Trash, water fines draw residents' ire
(Editor's note: On Wednesday, City Manager Kent Myers said several issues are being addressed. He said the city's goal is to accomplish voluntary compliance with regulations, rather than issue citations, which should be reserved only for repeat violators. The city also is changing its process for issuing warnings and improving efforts to educate customers about code enforcement regulations. Wording has been changed on violation notices. Myers also said fines are set by the municipal court and court costs are set by the State of Texas.)
Fredericksburg City Council members on Monday listened to a complaint from a resident who received a trash violation for a trash bin slightly overfilled that was placed in her mailbox with no warning.
The fine totaled $138 including court costs.
Jennifer Keller said she and roughly 300 other residents had received citations and many of them held a 45-minute heated discussion with the municipal court judge that was heated.
She said she felt the violations were mishandled.
“I received my citation for watering at 9:42 a.m.,” she said. “That was my watering day.”
She also was warned when her neighbors’ sprinklers were running. She said she keeps her yard green by using reused shower water and letting her grass grow longer to retain moisture.
“I also have never had an issue with trash being over-filled,” she added, saying she was cited for that as well.
Keller said calls to the code enforcement officer’s office were not returned for three days.
She added it was never explained that if they contested the fine, residents faced an additional court cost or receive probation.
“We’re faced with ‘criminal negligence,’” Keller said. “That’s steep for a watering violation. I feel there are a lot of us paying money we shouldn’t have to pay. There should be a warning system.”

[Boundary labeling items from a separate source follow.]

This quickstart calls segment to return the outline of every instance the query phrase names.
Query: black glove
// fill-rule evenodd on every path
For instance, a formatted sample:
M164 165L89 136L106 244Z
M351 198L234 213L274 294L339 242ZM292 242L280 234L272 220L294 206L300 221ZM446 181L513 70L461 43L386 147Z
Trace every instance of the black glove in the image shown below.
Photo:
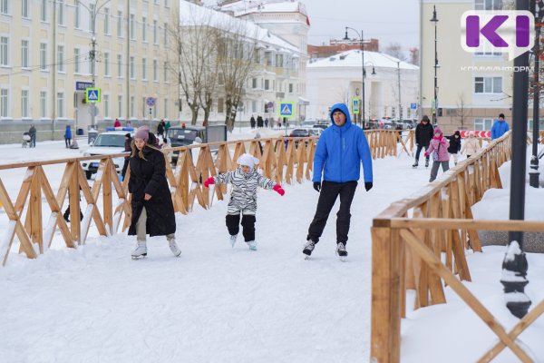
M314 189L316 191L319 192L321 191L321 182L314 182Z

Another resident, Belinda Zeisler, said she was cited for a trash violation, also given without warning, and no notice was in the city’s monthly utility bills. Zeisler also was given a trash citation, then received a second one before the first citation had arrived in her mail. She was cited for having a slightly overfilled trash bin where the lid would not close completely.
Zeisler also complained that citations were placed in local mailboxes, which is a not allowed by federal law.
“The postmaster at the Fredericksburg Post Office was surprised to hear that as well,” she said.
Mayor Linda Langerhans said the complaints were well-stated and the processes for violations “will be looked into.”
Langerhans said the staff will look at its literature and see where information was not made clear and come back with recommendations to the council.
The council also approved the annexation agreement and ordinance for the Seven Hills Hotel and Conference Center. Brian Jordan, the city’s director of development, said the ordinance establishes a “PUD,” or planned unit development.
The project consists of 22 acres of property which will include a 35,000-square-foot conference room, 150 hotel rooms, 11 Sunday houses, retail shops and other amenities.
“We’re finally at the point of closure for this project,” Jordan said. “We’ve been doing quite a bit of work on it.”
The Seven Hills project is estimated to cost $74 million.
Resident John Rodriguez asked the county to consider asking its utility suppliers to switch to solar and wind energy, as done by the cities of Georgetown and Denton, which have all-renewable energy goals.
Rodriguez said a 500-megawatt solar plant is being proposed near New Braunfels, and towns including Denton, Bryan and Kerrville have expressed an interest in buying power.
“There’s a lot of interest all around us in the Texas Hill Country for this kind of power,” he said.
Rodriguez also said solar power costs have decreased from $150 per megawatt hour down to about $30 per megawatt hour.
He cited the closing of coal-fired plants and addition of solar and wind power initiatives.
He said Fredericksburg’s suppliers still get nearly half their power from coal-fired power sources.
“Texas has more wind energy than all but five countries,” Rodriguez said (22,000-plus megawatts). “I’m asking the city to take a look at this and consider a change to solar or wind energy. I spent nearly 40 years in the power industry in petro-chemical, offshore, onshore, refineries — I’ve seen what these people put into the air and it’s not pretty. I’m also trying to clean up Texas.”